Now despite all that, or with all that in mind, I am however the first person to admit, we bloody like a holiday. I know it does not mean we cannot go on holiday. It does however mean that if we are not granted permission to take our children out of school a few days early, we will be breaking the law and subject to a fine. Alternatively can pay an average of £1,771.00 more for said holiday out of term time. I don’t know about you, but it stings a little.
Some just will not be able to pay it, lets face it we’re not talking small change. What about the flip side here? What about what holidays teach children? The new experiences, new cultures, broaden horizons. The importance of family time, down time, enjoyment. The importance of the break in routine and the daily grind. I feel holidays and travel have a lot to offer young minds too. Dare I say as much as those last two days at the end of term you spend clearing your draw and painting?
I also can’t help but think, what happened to common sense? If my child does have a near on perfect attendance, works well, attains levels they should be, then will a few days toward the end of the term rock the boat that much? Will their schooling future really be down the pan because we wanted an affordable holiday? I am not convinced. If I take my responsibility as a parent to ensure they attend school ‘regularly’, do their homework, that they work to the best ability and I am satisfied that they are so doing ninety odd percent of the academic year, should I not have some say in whether they are able to miss a couple of days, without being labelled a criminal?
I would point out I am not talking about children who are facing exams. I cannot foresee a situation where I would ever advocate missing school during this period, or even in the two-year period that is GCSEs. Neither am I talking about taking them out of school for say an entire week. However my 5-year-old, who might miss two maybe three days of cutting and sticking…
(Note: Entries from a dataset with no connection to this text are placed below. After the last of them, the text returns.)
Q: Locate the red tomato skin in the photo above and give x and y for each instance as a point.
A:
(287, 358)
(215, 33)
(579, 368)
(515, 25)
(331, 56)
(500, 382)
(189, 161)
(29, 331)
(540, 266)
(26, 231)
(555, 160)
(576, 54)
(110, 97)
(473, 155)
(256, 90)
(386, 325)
I would also like a bit more information on what exactly a ‘disruptive effect’ is? I think a little credit should be given to pupils here, are they really going to be disrupted because Sam from science is not there for a few days?
The only thing I will say – a lot of you may be thinking, well ok £60.00 fine is less than the £1,700.00. Swallow it, take your child out of school and pay the fine, it’s still cheaper. Yes it is but one thing that doesn’t sit well is the fact I would be breaking the law in doing so, I would egally be a ‘criminal’ and that doesn’t feel right.
When it comes to my #whatwouldyoudo series I don’t generally have the answer. I often don’t know. I think however this is one of those rare situations where I do know what I would do. I am not saying I am right or that I should be agreed with however would also love to know your thoughts, what would you do? Would you take your children out of school during term time?